The two phase 3 studies, PRONTO-T1D and PRONTO-T2D, evaluated the safety and efficacy of URLi compared to Humalog in adults with type 1 and type 2 diabetes, respectively. Both studies met the primary endpoint of non-inferior A1C reduction from baseline compared to Humalog at 26 weeks, when the insulins were dosed at mealtime. Further, URLi demonstrated superior reduction in blood glucose spikes at both one hour (-27.9 mg/dL [T1D], -11.8 mg/dL [T2D]) and two hours (-31.2 mg/dL [T1D] and -17.4 mg/dL [T2D]) after a test meal compared to Humalog.1,2
Hypoglycemia is the most common adverse reaction associated with insulin. The studies showed no significant difference in severe, nocturnal or overall hypoglycemia rates reported by study participants.1,2
"Many people taking mealtime insulin are not meeting their A1C goals while also experiencing high blood glucose levels after eating. This may create worry about their ability to achieve good control," said Bruce Bode, MD, FACE, diabetes specialist at Atlanta Diabetes Associates.4 "The results from these two studies suggest that URLi may help control blood glucose after meals, as well as help people reach A1C goals."
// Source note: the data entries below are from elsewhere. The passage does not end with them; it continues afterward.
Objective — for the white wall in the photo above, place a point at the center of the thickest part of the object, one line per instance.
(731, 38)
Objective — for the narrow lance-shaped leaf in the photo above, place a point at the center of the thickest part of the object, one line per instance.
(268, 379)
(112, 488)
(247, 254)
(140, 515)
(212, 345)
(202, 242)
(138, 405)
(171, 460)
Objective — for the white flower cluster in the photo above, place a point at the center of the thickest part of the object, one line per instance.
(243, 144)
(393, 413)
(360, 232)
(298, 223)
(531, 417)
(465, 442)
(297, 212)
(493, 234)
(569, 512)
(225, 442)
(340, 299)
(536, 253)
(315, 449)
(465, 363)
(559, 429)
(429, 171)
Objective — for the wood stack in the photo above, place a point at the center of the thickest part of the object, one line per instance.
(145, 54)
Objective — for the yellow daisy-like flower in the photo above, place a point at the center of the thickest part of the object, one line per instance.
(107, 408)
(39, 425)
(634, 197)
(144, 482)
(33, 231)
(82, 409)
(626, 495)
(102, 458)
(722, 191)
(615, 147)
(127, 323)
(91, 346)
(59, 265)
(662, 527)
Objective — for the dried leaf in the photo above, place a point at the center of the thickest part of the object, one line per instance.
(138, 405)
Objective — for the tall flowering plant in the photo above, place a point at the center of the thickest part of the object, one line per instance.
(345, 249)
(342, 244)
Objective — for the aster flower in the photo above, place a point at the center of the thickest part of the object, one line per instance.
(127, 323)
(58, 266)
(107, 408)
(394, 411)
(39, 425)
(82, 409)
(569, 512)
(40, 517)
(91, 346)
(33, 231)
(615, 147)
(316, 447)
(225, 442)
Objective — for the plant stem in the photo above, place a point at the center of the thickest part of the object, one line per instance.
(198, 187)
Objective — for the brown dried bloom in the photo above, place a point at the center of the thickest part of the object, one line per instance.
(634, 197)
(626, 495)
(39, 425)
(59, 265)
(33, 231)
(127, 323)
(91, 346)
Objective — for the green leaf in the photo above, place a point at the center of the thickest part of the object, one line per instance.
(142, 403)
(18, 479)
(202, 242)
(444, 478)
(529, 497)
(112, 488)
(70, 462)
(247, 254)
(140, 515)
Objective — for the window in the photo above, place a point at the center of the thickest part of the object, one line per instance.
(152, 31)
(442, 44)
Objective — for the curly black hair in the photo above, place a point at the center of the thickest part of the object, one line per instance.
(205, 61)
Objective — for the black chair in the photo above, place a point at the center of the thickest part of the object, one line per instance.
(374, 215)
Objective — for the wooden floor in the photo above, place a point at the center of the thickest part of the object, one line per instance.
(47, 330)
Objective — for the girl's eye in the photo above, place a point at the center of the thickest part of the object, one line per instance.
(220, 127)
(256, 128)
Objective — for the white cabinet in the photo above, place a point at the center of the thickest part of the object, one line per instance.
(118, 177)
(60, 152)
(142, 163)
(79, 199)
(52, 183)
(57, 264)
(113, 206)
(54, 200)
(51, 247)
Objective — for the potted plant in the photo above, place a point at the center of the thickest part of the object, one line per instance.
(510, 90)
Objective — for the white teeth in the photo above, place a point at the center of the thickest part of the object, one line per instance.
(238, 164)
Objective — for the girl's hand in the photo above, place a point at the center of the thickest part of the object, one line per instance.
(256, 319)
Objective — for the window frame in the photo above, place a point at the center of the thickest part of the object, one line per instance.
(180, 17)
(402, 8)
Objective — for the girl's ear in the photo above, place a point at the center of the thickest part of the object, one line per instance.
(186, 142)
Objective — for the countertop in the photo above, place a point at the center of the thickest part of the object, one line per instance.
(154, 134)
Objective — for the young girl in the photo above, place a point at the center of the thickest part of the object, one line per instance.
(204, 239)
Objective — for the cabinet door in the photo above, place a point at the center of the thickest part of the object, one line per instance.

The PRONTO studies were designed as treat-to-target, which enables clinicians to determine differences in other important treatment effects – such as rates of hypoglycemia, post-meal glucose control and glucose time in range – at the same level of glycemic control. A sub-set of participants in PRONTO-T1D were evaluated using blinded continuous glucose monitoring to provide more complete information on daily blood glucose patterns. At 26 weeks, URLi demonstrated a significantly better blood glucose profile up to four hours after breakfast compared to Humalog. The study further showed that URLi had significantly longer (+43.6 minutes) time in range (71-180 mg/dL) during the day and similar time in range during the night compared to Humalog.3
Data from a phase 1 clinical pharmacology study in people with type 1 diabetes also demonstrated URLi's effect on post-meal blood glucose control. Results showed URLi was absorbed significantly faster into the blood stream compared to Humalog, insulin aspart and fast-acting insulin aspart. URLi also showed lower blood glucose spikes after a test meal compared to the insulins tested, which was significant compared to Humalog and insulin aspart. Additionally, the early blood glucose profile with URLi closely matched that of participants without diabetes.5
"We're developing URLi to provide a mealtime insulin option that more closely mirrors the way insulin works in people without diabetes," said Tom Hardy, MD, PhD, senior medical director at Lilly. "If approved, URLi will offer a new mealtime insulin option that, in clinical trials, showed similar A1C reductions to Humalog with significant improvements in post-meal blood glucose after a test meal."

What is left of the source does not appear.